Nothing like an earnings season melee to ruin your day huh?

The older I get the more I get bugged by the earnings season process.  Way back when, it was just another period of the year.

Now, it is a volatile, nerve-wracking process that, when meshed with the new HFT killing machine, can cause ridiculous reactions in any number of stocks.

I have covered details of some of these shenanigans in past emails about DD, SKX and PII – others were highlighted in previous seasons.  I can assure you there was a time when we did not have dozens of stocks opening up – or down – by double digits, all from headline reactions.

In my humble opinion, it is making the process of helping others remain patient and focused on the long-term, more and more difficult.  Be that as it may, we will continue to stay focused on just that…with this thought…

“What’s After This….”

In another rendition of focusing on what’s next, I like to ask myself this question when I see a ridiculous response – again, up or down – to a piece of data.

I fill in these blanks, “After this, the company will likely do _____ “, or “after this, the stock will be perceived as ______ “, or “after this, a contrary viewpoint might be ______.”

The idea is that we are always trying to judge the legitimacy of the data and the reaction to that data – which can be a real firestorm during earnings season.

The more nervous the masses feel going into an earnings season, the choppier one should expect it to be.  You have often read here how we tend to want to ignore what happens during key weeks of earnings season, let the reactions flow through (good or bad) and then devise effective responses to those reactions in a planning and investing program.

Again all the while, trying to remain focused on the long-term.

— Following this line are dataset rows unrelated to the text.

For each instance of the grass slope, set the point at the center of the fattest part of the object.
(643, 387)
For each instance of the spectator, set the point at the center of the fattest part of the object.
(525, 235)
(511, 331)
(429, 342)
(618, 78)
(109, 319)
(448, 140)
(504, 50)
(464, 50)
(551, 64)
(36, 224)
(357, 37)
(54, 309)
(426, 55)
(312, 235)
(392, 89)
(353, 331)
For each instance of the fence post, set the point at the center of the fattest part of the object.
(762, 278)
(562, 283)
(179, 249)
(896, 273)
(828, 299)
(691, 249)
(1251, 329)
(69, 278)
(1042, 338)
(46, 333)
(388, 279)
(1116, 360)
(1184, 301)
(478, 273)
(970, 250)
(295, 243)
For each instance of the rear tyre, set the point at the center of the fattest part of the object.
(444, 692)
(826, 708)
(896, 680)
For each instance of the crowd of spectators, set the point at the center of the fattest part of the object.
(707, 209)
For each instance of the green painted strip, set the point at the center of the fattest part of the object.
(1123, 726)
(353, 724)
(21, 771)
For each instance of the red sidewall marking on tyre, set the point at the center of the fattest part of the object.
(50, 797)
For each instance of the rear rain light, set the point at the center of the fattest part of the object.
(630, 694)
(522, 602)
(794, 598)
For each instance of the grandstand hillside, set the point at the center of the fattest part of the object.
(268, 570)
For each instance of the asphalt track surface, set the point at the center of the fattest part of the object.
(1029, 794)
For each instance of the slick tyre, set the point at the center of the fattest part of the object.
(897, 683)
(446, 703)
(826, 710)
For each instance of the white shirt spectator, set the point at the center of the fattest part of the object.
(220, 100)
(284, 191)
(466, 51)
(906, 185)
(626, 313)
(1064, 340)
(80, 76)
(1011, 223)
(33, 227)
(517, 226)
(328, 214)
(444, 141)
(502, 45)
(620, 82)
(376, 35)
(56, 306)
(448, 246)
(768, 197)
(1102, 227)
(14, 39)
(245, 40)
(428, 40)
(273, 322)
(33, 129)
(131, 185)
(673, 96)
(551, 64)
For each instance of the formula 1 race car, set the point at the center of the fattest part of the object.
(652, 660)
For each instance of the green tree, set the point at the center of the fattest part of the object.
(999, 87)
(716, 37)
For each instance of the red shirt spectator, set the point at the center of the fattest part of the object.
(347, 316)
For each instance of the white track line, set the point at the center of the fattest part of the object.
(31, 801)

When I read that revenues were hit by currency translations for example – one has to decide if that effect will be in place every quarter going forward – because these days, the reaction to bad news assumes it will always be in place.

Therein lies the opportunity.

Bottom line on this topic

Earnings season is becoming more and more a playground for short-term, high-speed trader mentality.  For long-term investors it is a another brick in the very lengthy pathway.  That can bring with it additional frustration and tension – but we must look beyond that at times.

Merely my opinion on the topic:

I think if the Feds are not going to clamp down on HFT for what it is, then we will all need to become more accustom to the idea that 4 periods a year will bring very, very choppy and often volatile reactions to many sectors in the markets.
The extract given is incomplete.